Improving triggers in deep convective parameterizations using machine learning



Zhang, Tao — Brookhaven National Laboratory
Lin, Wuyin — Brookhaven National Laboratory

Area of research:

General Circulation and Single Column Models/Parameterizations

Journal Reference:

Zhang T, W Lin, A Vogelmann, M Zhang, S Xie, Y Qin, and J Golaz. 2021. "Improving Convection Trigger Functions in Deep Convective Parameterization Schemes Using Machine Learning." Journal of Advances in Modeling Earth Systems, 13(5), e2020MS002365, 10.1029/2020MS002365.


General circulation models (GCMs) often rain too frequently and at reduced intensity compared to observations. These deficiencies are conspicuously manifested in simulating the diurnal cycle of precipitation. These problems are known to be closely related to the convection trigger function, which is a set of conditions used to determine whether convection will be activated at a given time in the GCM convective parameterization. Traditional triggers suffer from large uncertainties and are ad hoc because the mechanism of deep convection occurrence is not fully understood. We use a machine learning (ML) model to construct a novel convection trigger function trained on the long-term data from the ARM user facility and assess its dependencies and efficacy.  


The ML convective trigger function greatly outperforms four convective available potential energy (CAPE)-based triggers at the Southern Great Plains (SGP) site in the central U.S., and the Manacapuru (MAO) site in the Amazon basin. A series of augmented rules are derived from the ML trigger to obtain explicit knowledge from the black-box ML trigger functions – these rules could be used to improve existing traditional CAPE-based triggers.

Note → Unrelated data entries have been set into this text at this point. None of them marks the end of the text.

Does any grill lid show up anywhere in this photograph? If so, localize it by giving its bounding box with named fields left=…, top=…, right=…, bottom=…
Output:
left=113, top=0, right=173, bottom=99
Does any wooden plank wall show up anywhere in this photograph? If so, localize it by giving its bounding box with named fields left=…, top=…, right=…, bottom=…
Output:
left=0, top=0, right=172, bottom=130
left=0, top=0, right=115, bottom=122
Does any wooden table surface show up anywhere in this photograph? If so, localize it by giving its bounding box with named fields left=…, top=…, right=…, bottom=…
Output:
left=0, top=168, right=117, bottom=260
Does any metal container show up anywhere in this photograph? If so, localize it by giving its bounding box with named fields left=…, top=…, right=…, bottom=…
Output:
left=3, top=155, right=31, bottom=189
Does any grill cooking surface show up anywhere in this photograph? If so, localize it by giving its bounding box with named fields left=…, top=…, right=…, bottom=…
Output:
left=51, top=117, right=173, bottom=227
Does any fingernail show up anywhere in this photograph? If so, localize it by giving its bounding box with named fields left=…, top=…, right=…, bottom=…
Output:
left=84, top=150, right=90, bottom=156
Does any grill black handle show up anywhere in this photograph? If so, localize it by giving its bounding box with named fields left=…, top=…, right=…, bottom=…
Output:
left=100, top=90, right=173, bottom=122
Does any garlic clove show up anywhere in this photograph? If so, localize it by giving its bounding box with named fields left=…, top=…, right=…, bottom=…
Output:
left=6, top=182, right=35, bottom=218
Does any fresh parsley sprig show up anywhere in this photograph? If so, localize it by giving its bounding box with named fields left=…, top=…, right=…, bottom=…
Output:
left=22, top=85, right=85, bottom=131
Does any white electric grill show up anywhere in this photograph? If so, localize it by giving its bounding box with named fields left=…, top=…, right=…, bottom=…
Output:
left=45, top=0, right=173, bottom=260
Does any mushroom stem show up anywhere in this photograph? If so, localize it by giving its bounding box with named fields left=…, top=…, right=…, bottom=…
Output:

In this study, we implemented a novel deep convection trigger function using the XGBoost method, which is a state-of-the-art ML classification model. Data used for training the ML trigger functions are from the variationally constrained ARM forcing data set (VARANAL) and are evaluated from its SGP and MAO sites. Eleven boreal summer seasons (June, July, August) from 1999 to 2009 are used for SGP, and two years of data are used for MAO from 2014 to 2015 that cover the Green Ocean Amazon (GoAmazon2014/15) field campaign. The ML models are evaluated after separately training for the two sites, as well as a joint training that combines the data from both sites. The training data set contains a number of large-scale predictors: surface heat fluxes, surface temperature and relative humidity, CAPE, lifting condensation level, and convective inhibition—as well as the vertical profiles of temperature, specific humidity, wind shear, and advective tendencies. The performance of the ML trigger is compared with four convective trigger functions commonly used in GCMs: CAPE, undilute CAPE, dilute dynamic CAPE (dCAPE), and undilute dCAPE. The ML trigger substantially outperforms the four CAPE-based triggers in terms of the F1 score metric, widely used to estimate the performance of ML methods. The site-specific ML trigger functions can achieve, respectively, 91% and 93% F1 scores at SGP and MAO. The unified trigger also has a 91% F1 score with virtually no degradation from the site-specific training, suggesting the potential of a global ML trigger function. The ML trigger alleviates a GCM deficiency regarding the overprediction of convection occurrence, offering a promising improvement to the simulation of the diurnal cycle of precipitation. Further, to overcome the black-box issue of the ML methods, insights derived from the ML model are discussed that may be leveraged to improve traditional CAPE-based triggers.